PSG has critical limitations in being expensive, requiring specially trained personnel, and a well-equipped sleep laboratory. In patients without major medical complications such as heart failure, coronary artery disease, and respiratory failure, home testing using portable monitors that measure oxygen saturation and airflow has been validated and is equally reliable for diagnosis and monitoring response to treatment [33].

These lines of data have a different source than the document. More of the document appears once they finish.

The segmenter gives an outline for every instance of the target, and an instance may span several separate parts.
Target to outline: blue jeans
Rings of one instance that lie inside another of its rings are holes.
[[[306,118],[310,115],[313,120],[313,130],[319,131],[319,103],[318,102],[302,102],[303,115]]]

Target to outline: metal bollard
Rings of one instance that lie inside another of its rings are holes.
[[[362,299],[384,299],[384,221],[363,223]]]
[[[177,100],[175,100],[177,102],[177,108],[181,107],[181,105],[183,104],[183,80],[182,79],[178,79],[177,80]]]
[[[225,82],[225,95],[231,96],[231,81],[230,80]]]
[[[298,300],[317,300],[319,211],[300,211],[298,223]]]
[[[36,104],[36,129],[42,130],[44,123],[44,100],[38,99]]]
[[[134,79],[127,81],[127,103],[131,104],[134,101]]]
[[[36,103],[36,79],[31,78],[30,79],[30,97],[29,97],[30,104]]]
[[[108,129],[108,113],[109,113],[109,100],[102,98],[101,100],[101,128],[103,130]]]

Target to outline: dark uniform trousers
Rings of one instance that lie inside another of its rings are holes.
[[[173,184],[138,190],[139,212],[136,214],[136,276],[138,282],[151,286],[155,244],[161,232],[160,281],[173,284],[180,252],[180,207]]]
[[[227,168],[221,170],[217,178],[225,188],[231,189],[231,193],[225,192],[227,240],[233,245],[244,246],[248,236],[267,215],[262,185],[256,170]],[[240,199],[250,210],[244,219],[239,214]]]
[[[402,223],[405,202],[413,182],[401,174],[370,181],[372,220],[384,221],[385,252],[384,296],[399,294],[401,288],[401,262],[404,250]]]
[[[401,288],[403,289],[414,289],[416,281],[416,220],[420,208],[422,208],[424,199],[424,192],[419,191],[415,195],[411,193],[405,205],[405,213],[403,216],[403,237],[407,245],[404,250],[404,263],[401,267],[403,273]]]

Sleep apnea, even when asymptomatic, confers an increased risk of associated medical complications, most importantly cardiovascular diseases [34]. Although the literature has reported conflicting results, snoring alone has been associated with hypertension, angina, and insulin resistance [35, 36]. Continuous positive airway pressure (CPAP) at night acts as a pneumatic splint, preventing airway collapse, and is the most beneficial treatment modality reducing both the AHI and risk of complications. The pressure requirement is calculated by CPAP titration during polysomnography, and modern machines have facility of auto-CPAP which detects changing obstruction and makes automatic adjustments to CPAP. Bi–level positive airway pressure (BPAP) machines use higher pressures during inspiration compared with expiration, and this therapy is indicated in patients with high PAP titration pressures (>13–14 cm H₂O), type II respiratory failure, and coexistent obesity hypoventilation syndrome. PAP therapy for OSA is provided with room air except for complications such as pulmonary hypertension and respiratory failure when supplemental oxygen therapy or formal noninvasive positive pressure ventilation (NIPPV) is needed. The choice of delivery system depends upon patient comfort and includes full face masks, oral masks, nasal masks, and nasal pillows. Nasal masks have greater tolerance and are generally preferred as the first choice. However, the drawback of PAP is discomfort to the patient from the delivery system and difficulty in daily adherence. Surgical procedures like uvulopalatopharyngoplasty may benefit patients with mild disease, but cure rate is reported to be less than 20 % [37]. Oral appliances including tongue repositioning devices and mandibular advancing devices can be used as primary therapy in patients with mild to moderate OSA or as adjunct to PAP in severe OSA [38]. Weight loss through lifestyle changes or bariatric surgery results in both subjective and objective (AHI) improvement in patients with OSA [39, 40].

Obesity is central to the pathogenesis of obesity hypoventilation syndrome (OHS) which is defined by BMI ≥ 30 kg/m², chronic daytime hypoxemia and hypercapnia (PaO₂ < 70 mmHg and PaCO₂ ≥ 45 mmHg), and sleep-disordered breathing (SDB) [41, 42]. Other causes of hypoventilation such as underlying pulmonary, neuromuscular, skeletal, and metabolic diseases need to ruled out [43]. The most common form of SDB in OHS is OSA, occurring in nearly 90 % of the patients [44]. The remaining 10 % of the patients have “lone” OHS with an AHI < 5 events/h. SDB in this subgroup is termed as sleep hypoventilation and is defined by an increase in PaCO₂ by 10 mmHg during sleep or significant decline in oxygen saturation not explained by apnea or hypopnea [41, 43]. While majority of OHS patients have OSA, a causal relationship between the two has not been established [44]. Among patients with OSA only 10 % have features of OHS [45, 46].

As discussed previously in this chapter, obesity causes restrictive lung functions and increased basal demands. Normal obese subjects can meet these demands by increasing their respiratory drive. However, patients with OHS have greater respiratory restriction and have poor central responsiveness to hypoxemia and hypercapnia resulting in chronic hypoventilation [47]. Leptin has been shown to increase central responsiveness in obese individuals, and patients with OHS have high leptin levels indicative of leptin resistance [48]. In addition to hypoventilation, V/Q mismatch secondary to physiologic effects of obesity, as already mentioned, also contributes to the daytime hypoxemia and increased P(A-a)O₂. Nonetheless, why some obese patients develop OHS and others do not is still not clearly understood.